The pros and cons of using QIF are listed in Table 1.

The NLSCY dataset

The NLSCY dataset consists of long-term, population-based survey data collected since 1994, and is designed to evaluate the determinants of developmental outcomes of Canadian children and youth. Each two-year period from 1994 constitutes a cycle [13].

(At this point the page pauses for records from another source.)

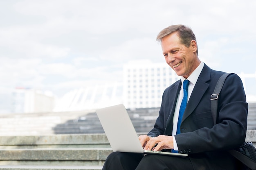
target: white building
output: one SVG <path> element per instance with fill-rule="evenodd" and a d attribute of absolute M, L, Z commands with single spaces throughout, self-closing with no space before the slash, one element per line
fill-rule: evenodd
<path fill-rule="evenodd" d="M 159 107 L 166 87 L 180 78 L 165 63 L 131 62 L 124 67 L 123 100 L 127 108 Z"/>
<path fill-rule="evenodd" d="M 52 111 L 54 98 L 49 92 L 17 88 L 13 93 L 12 112 L 42 113 Z"/>

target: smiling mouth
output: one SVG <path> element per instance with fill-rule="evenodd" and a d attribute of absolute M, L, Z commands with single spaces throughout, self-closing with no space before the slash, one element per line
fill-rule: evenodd
<path fill-rule="evenodd" d="M 180 64 L 181 64 L 181 63 L 182 63 L 182 62 L 180 62 L 179 63 L 178 63 L 177 64 L 176 64 L 176 65 L 174 65 L 173 66 L 173 68 L 176 68 L 176 67 L 178 67 L 179 65 L 180 65 Z"/>

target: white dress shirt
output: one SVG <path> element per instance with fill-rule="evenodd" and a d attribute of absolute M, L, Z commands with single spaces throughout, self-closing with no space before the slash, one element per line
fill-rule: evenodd
<path fill-rule="evenodd" d="M 188 77 L 187 78 L 190 82 L 189 85 L 189 89 L 188 89 L 188 101 L 189 100 L 189 98 L 191 95 L 195 85 L 198 81 L 198 77 L 201 73 L 201 72 L 203 69 L 204 65 L 204 63 L 201 61 L 200 64 L 195 69 L 195 70 L 192 73 L 192 74 Z M 178 146 L 175 139 L 175 135 L 176 135 L 176 132 L 177 130 L 177 124 L 178 123 L 178 119 L 179 118 L 179 112 L 180 112 L 180 105 L 181 104 L 181 102 L 183 98 L 183 81 L 186 79 L 184 77 L 182 76 L 181 77 L 182 81 L 182 85 L 180 90 L 180 94 L 178 96 L 178 98 L 177 99 L 177 101 L 176 104 L 176 107 L 175 107 L 175 111 L 174 111 L 174 115 L 173 116 L 173 146 L 174 149 L 175 150 L 178 150 Z"/>

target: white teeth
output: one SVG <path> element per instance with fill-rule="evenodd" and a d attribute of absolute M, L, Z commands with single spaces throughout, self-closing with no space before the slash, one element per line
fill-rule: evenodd
<path fill-rule="evenodd" d="M 173 65 L 173 68 L 176 68 L 176 67 L 178 67 L 179 65 L 180 65 L 180 64 L 181 64 L 181 62 L 180 63 L 178 63 L 176 65 Z"/>

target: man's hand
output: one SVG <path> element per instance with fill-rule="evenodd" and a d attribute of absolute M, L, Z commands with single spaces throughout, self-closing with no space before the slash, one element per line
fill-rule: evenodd
<path fill-rule="evenodd" d="M 150 138 L 144 135 L 140 136 L 139 139 L 144 150 L 159 151 L 164 149 L 173 148 L 173 137 L 171 136 L 159 135 L 157 137 Z"/>
<path fill-rule="evenodd" d="M 139 137 L 139 142 L 140 142 L 140 144 L 143 148 L 145 147 L 145 146 L 147 144 L 148 142 L 148 141 L 150 139 L 150 137 L 146 135 L 141 135 Z"/>

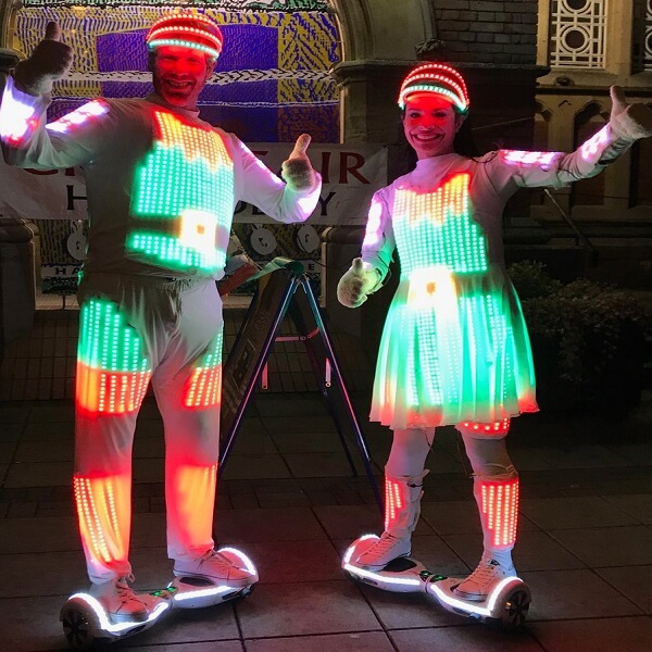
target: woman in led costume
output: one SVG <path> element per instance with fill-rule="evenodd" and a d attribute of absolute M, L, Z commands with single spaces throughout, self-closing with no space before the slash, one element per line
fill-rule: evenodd
<path fill-rule="evenodd" d="M 612 88 L 610 123 L 572 154 L 457 153 L 469 109 L 462 75 L 417 66 L 399 96 L 416 168 L 372 200 L 362 256 L 338 285 L 358 308 L 383 286 L 393 251 L 401 266 L 380 341 L 371 419 L 393 430 L 385 467 L 385 531 L 351 564 L 379 572 L 411 551 L 435 428 L 454 425 L 473 468 L 484 553 L 455 592 L 480 601 L 516 575 L 518 474 L 505 447 L 510 421 L 538 410 L 530 343 L 504 266 L 502 212 L 523 187 L 560 188 L 599 174 L 636 139 L 652 112 Z"/>
<path fill-rule="evenodd" d="M 145 622 L 161 600 L 129 586 L 131 447 L 150 383 L 164 422 L 175 575 L 231 593 L 258 578 L 247 562 L 215 551 L 212 537 L 223 331 L 215 280 L 238 201 L 303 222 L 321 189 L 308 135 L 284 163 L 284 183 L 235 135 L 198 117 L 223 45 L 213 20 L 168 14 L 146 40 L 153 93 L 99 98 L 46 125 L 52 82 L 72 58 L 50 23 L 8 78 L 0 110 L 8 163 L 85 168 L 90 227 L 78 291 L 74 489 L 90 594 L 114 623 Z"/>

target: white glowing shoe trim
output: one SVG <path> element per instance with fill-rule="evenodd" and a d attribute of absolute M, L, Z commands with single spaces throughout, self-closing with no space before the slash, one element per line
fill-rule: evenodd
<path fill-rule="evenodd" d="M 73 595 L 71 595 L 68 598 L 68 600 L 83 600 L 84 602 L 86 602 L 86 604 L 88 604 L 88 606 L 92 610 L 92 612 L 95 613 L 95 615 L 98 617 L 98 620 L 100 623 L 100 629 L 102 631 L 106 631 L 108 634 L 121 634 L 122 631 L 126 631 L 127 629 L 133 629 L 134 627 L 138 626 L 138 625 L 145 625 L 147 623 L 151 623 L 152 620 L 155 620 L 156 618 L 159 618 L 159 616 L 161 616 L 161 614 L 165 611 L 167 611 L 170 609 L 170 603 L 166 602 L 159 602 L 159 604 L 156 604 L 156 606 L 152 610 L 152 612 L 148 615 L 146 620 L 130 620 L 130 622 L 126 622 L 126 623 L 111 623 L 111 620 L 109 619 L 109 616 L 106 615 L 106 612 L 104 611 L 104 609 L 102 607 L 102 605 L 100 604 L 100 602 L 97 600 L 97 598 L 93 598 L 92 595 L 90 595 L 89 593 L 74 593 Z"/>
<path fill-rule="evenodd" d="M 359 577 L 367 577 L 368 579 L 373 579 L 374 581 L 378 582 L 401 585 L 404 587 L 418 587 L 422 585 L 418 579 L 380 575 L 380 573 L 374 573 L 373 570 L 367 570 L 366 568 L 360 568 L 360 566 L 354 566 L 353 564 L 344 563 L 343 568 L 353 575 L 358 575 Z"/>
<path fill-rule="evenodd" d="M 477 606 L 477 603 L 471 604 L 464 600 L 453 598 L 449 593 L 446 593 L 440 587 L 438 587 L 436 581 L 430 582 L 429 586 L 431 587 L 432 591 L 435 592 L 435 595 L 437 597 L 437 599 L 440 602 L 446 602 L 446 604 L 452 606 L 453 609 L 460 609 L 469 614 L 478 614 L 480 616 L 490 617 L 493 613 L 493 607 L 496 606 L 496 601 L 498 600 L 498 597 L 500 595 L 502 589 L 509 582 L 514 581 L 514 580 L 516 580 L 518 582 L 523 582 L 523 580 L 519 577 L 517 577 L 516 575 L 511 575 L 509 577 L 504 577 L 503 579 L 501 579 L 498 582 L 498 585 L 496 586 L 496 588 L 493 589 L 493 591 L 491 591 L 491 593 L 489 593 L 489 595 L 487 597 L 487 606 Z"/>
<path fill-rule="evenodd" d="M 238 550 L 237 548 L 221 548 L 217 552 L 227 552 L 235 555 L 242 562 L 246 570 L 249 570 L 251 575 L 255 575 L 255 577 L 258 577 L 258 568 L 241 550 Z"/>

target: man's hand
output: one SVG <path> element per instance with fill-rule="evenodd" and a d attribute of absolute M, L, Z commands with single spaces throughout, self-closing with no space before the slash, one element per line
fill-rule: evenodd
<path fill-rule="evenodd" d="M 368 292 L 378 285 L 379 279 L 376 269 L 365 266 L 361 258 L 353 259 L 351 268 L 337 284 L 337 299 L 347 308 L 358 308 L 366 301 Z"/>
<path fill-rule="evenodd" d="M 50 22 L 43 39 L 36 46 L 32 57 L 16 65 L 16 88 L 33 96 L 49 93 L 52 82 L 64 77 L 72 62 L 72 48 L 61 41 L 59 25 Z"/>
<path fill-rule="evenodd" d="M 638 140 L 652 136 L 652 111 L 642 102 L 627 104 L 619 86 L 610 89 L 612 112 L 609 121 L 611 130 L 617 138 Z"/>
<path fill-rule="evenodd" d="M 310 136 L 301 134 L 297 138 L 290 156 L 283 162 L 281 175 L 292 190 L 308 190 L 315 185 L 315 171 L 305 153 Z"/>

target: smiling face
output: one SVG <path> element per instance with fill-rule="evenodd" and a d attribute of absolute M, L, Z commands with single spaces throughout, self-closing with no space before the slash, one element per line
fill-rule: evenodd
<path fill-rule="evenodd" d="M 403 130 L 419 160 L 452 153 L 463 122 L 450 100 L 437 93 L 415 93 L 405 103 Z"/>
<path fill-rule="evenodd" d="M 199 95 L 213 73 L 215 62 L 198 50 L 161 46 L 150 60 L 154 90 L 180 109 L 196 109 Z"/>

For this paper, we selected a sub-sample of children meeting the inclusion criteria outlined below.

Inclusion criteria

Child must be four or five years old in Cycle 1 of the survey. Child must also have complete data (Cycles 1 to 4) on the following variables: hyperactivity-inattention, age, gender, family functioning, maternal (or person most knowledgeable) depression, household income adequacy, maternal immigration status and maternal educational level. The "person most knowledgeable" (PMK) is usually the child's mother [13].

Sample size

From a total of 2,090 (weighted sample of 795,856) four to five year olds in Cycle 1, a sub-sample of 1,052 (weighted sample of 384,306) children met the inclusion criteria outlined above. A flowchart of this process is shown in Figure 1.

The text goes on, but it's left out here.